I commented out the following section of meson.build:
nvcc_help = run_command(nvcc, '-h').stdout()
foreach x : ['sm_80', 'sm_75', 'sm_86', 'sm_70', 'sm_60' , 'sm_72', 'sm_62', 'sm_53']
if nvcc_help.contains(x)
nvcc_extra_args += '-code=' + x
endif
endforeach
Then I compiled with either nvcc_extra_args = ['-arch=compute_53']
:
lc0 benchmark --backend=cuda-fp16 v0.27.0-dev+git.dirty built Sep 28 2020 Found pb network file: ./256x20-t40-1541.pb.gz Creating backend [cuda-fp16]... CUDA Runtime version: 10.2.0 Latest version of CUDA supported by the driver: 10.2.0 GPU: Xavier GPU memory: 31.1784 Gb GPU clock frequency: 1377 MHz GPU compute capability: 7.2
=========================== Total time (ms) : 342705 Nodes searched : 1541817 Nodes/second : 4499
or nvcc_extra_args = ['-arch=compute_72']
:
lc0 benchmark --backend=cuda-fp16 v0.27.0-dev+git.dirty built Sep 28 2020 Found pb network file: ./256x20-t40-1541.pb.gz Creating backend [cuda-fp16]... CUDA Runtime version: 10.2.0 Latest version of CUDA supported by the driver: 10.2.0 GPU: Xavier GPU memory: 31.1784 Gb GPU clock frequency: 1377 MHz GPU compute capability: 7.2
=========================== Total time (ms) : 343028 Nodes searched : 1532601 Nodes/second : 4468
Pretty much the same performance.
Randy
CUDA Runtime version: 10.2.0 Latest version of CUDA supported by the driver: 10.2.0 If it's available, you may try compiling with CUDA 11.0+ (and use a drive that supports it) to see if you get any perf gains.
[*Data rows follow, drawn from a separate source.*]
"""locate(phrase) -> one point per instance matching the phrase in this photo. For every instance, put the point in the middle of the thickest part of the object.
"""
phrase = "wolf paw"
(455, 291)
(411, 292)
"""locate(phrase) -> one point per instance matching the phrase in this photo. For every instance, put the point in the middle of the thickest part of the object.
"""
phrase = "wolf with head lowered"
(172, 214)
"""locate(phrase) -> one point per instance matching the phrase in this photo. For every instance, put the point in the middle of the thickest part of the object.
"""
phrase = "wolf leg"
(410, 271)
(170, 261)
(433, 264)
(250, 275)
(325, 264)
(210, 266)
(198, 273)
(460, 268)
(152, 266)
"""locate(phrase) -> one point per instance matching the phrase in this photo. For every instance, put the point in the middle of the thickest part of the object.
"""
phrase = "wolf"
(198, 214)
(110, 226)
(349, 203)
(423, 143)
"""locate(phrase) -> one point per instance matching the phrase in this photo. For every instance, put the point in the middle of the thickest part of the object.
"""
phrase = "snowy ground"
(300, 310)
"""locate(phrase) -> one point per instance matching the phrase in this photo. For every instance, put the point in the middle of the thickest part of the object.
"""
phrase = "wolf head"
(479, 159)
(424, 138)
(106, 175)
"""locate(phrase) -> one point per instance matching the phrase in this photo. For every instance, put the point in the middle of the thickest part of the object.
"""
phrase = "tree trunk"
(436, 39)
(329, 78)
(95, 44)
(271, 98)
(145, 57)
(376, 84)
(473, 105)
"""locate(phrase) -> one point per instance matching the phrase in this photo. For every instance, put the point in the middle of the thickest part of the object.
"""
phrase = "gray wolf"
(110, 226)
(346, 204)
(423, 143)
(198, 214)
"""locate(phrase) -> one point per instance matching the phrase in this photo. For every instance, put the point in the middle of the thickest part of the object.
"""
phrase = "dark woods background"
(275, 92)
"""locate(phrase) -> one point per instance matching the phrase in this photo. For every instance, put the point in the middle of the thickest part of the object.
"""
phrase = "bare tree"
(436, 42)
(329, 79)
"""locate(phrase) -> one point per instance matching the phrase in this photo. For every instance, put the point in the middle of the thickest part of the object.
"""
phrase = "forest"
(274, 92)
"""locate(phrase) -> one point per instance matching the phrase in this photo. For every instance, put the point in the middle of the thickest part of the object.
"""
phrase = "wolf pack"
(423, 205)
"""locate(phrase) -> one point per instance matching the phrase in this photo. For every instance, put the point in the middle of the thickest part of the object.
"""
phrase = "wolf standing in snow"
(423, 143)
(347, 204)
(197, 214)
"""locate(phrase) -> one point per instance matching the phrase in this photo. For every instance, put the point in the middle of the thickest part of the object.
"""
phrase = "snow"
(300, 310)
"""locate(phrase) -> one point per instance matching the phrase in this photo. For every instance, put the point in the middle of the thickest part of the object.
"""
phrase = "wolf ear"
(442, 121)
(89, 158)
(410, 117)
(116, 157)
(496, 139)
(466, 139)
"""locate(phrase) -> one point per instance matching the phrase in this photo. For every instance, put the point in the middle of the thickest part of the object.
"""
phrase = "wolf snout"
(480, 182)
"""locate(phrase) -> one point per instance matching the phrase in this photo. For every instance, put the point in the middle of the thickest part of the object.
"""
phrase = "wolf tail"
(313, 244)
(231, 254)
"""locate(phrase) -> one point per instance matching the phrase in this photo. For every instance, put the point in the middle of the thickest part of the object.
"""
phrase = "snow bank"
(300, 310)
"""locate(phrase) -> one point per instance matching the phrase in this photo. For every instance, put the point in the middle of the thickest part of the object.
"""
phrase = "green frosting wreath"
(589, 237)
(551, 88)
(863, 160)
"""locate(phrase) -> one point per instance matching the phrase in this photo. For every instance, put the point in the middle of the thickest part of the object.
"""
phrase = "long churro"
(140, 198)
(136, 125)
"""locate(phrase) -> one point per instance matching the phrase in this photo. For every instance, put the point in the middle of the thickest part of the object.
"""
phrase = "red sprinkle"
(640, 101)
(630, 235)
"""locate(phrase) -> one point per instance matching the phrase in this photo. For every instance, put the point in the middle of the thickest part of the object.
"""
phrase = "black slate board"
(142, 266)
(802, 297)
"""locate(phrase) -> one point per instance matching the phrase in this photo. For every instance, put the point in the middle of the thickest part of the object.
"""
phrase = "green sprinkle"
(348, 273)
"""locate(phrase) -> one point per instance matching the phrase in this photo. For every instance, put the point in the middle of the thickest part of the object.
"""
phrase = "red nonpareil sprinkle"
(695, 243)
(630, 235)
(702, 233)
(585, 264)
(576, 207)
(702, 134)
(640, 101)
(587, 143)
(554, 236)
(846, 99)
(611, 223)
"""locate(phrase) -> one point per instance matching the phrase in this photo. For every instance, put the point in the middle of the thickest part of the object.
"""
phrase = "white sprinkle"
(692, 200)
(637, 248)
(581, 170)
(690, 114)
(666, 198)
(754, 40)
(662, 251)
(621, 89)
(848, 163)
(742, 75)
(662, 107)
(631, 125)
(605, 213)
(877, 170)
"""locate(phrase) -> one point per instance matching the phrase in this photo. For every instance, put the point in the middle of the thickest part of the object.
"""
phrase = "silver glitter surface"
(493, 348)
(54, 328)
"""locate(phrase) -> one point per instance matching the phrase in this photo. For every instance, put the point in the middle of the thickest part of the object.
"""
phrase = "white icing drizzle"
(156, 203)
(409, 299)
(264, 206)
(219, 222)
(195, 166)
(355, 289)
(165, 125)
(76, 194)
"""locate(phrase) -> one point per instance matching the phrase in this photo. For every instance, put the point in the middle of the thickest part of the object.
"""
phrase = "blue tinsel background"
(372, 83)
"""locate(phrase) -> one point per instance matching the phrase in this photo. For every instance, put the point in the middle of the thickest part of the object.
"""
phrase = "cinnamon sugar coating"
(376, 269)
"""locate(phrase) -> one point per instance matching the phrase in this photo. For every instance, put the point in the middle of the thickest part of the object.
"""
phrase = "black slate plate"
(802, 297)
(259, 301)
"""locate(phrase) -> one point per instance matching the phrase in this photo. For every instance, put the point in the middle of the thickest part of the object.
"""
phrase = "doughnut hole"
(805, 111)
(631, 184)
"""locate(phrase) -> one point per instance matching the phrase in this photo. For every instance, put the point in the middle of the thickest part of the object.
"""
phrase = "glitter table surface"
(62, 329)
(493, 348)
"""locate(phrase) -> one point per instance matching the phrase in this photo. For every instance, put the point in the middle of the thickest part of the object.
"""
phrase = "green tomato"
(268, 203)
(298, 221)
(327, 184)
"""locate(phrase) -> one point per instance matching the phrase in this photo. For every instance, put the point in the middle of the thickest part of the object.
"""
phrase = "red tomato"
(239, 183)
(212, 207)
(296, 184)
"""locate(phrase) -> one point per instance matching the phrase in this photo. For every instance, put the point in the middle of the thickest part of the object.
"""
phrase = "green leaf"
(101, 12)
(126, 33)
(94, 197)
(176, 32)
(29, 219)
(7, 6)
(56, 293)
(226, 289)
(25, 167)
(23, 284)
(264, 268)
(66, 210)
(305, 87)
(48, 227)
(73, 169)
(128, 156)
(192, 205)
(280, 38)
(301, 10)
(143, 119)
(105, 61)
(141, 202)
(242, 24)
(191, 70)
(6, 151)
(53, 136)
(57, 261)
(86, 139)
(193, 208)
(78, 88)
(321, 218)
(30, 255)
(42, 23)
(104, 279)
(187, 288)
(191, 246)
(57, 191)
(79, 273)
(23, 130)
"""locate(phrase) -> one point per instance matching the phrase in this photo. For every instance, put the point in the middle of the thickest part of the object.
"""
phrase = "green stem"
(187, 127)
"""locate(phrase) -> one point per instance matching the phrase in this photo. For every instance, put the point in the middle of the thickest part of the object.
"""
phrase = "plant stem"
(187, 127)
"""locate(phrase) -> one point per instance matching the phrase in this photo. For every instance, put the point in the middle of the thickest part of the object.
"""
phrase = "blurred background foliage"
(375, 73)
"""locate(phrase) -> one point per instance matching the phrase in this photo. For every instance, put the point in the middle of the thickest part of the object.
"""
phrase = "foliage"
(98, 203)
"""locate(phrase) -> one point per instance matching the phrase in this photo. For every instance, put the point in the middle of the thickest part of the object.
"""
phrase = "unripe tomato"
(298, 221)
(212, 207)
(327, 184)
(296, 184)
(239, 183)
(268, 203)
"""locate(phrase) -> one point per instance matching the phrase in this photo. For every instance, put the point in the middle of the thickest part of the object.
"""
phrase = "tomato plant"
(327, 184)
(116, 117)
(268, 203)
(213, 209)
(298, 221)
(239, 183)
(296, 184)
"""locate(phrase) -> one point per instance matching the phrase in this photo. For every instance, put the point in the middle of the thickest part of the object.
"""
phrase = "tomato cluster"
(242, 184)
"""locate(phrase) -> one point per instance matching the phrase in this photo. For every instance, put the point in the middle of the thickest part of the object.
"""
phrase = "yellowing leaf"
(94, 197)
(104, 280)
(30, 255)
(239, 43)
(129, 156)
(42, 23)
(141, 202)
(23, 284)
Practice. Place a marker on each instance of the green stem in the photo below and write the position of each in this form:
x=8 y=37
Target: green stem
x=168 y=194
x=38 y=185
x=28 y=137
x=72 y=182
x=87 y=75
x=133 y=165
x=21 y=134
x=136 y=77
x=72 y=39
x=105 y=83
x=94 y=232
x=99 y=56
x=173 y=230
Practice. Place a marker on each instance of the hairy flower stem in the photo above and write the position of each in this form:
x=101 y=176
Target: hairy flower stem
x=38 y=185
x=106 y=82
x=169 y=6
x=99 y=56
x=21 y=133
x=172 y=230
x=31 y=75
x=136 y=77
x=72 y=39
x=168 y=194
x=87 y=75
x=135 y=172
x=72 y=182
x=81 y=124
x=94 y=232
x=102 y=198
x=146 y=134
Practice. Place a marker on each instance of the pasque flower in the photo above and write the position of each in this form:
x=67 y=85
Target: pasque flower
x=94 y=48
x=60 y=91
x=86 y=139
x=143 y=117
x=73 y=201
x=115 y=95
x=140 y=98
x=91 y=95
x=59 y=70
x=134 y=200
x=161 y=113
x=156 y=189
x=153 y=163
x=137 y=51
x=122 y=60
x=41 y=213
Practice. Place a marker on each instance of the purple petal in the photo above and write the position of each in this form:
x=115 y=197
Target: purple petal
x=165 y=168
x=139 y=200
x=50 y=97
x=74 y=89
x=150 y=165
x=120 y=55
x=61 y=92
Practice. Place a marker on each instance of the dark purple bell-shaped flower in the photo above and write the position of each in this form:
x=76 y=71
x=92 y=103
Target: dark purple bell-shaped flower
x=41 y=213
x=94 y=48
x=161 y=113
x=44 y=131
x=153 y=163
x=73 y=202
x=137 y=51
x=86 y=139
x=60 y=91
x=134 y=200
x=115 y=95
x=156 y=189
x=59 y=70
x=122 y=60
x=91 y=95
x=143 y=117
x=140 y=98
If future releases of Jetpack have Cuda 11+, I'll recompile and see if there's any improvement in performance but I don't expect much difference.
Randy
Compiling on Jetson AGX Xavier and running lc0 benchmark yields much lower nps using cuDNN-8 when compared to cuDNN-7:
v0.26.2+git.unknown built Sep 15 2020 Found pb network file: ./256x20-t40-1541.pb.gz Creating backend [cudnn-auto]... Switching to [cudnn-fp16]... CUDA Runtime version: 10.2.0 Cudnn version: 8.0.0 Latest version of CUDA supported by the driver: 10.2.0 GPU: Xavier GPU memory: 31.1784 Gb GPU clock frequency: 1377 MHz GPU compute capability: 7.2
=========================== Total time (ms) : 352774 Nodes searched : 269779 Nodes/second : 765
v0.27.0-dev+git.dirty built Sep 24 2020 Found pb network file: ./256x20-t40-1541.pb.gz Creating backend [cudnn-auto]... Switching to [cudnn-fp16]... CUDA Runtime version: 10.2.0 Cudnn version: 7.6.4 Latest version of CUDA supported by the driver: 10.2.0 GPU: Xavier GPU memory: 31.1784 Gb GPU clock frequency: 1377 MHz GPU compute capability: 7.2
=========================== Total time (ms) : 343041 Nodes searched : 1575280 Nodes/second : 4592
Not sure what needs to change for cuDNN-8.
Randy
Edit: I realize they are different builds of lc0 but using the latest build gave the same results.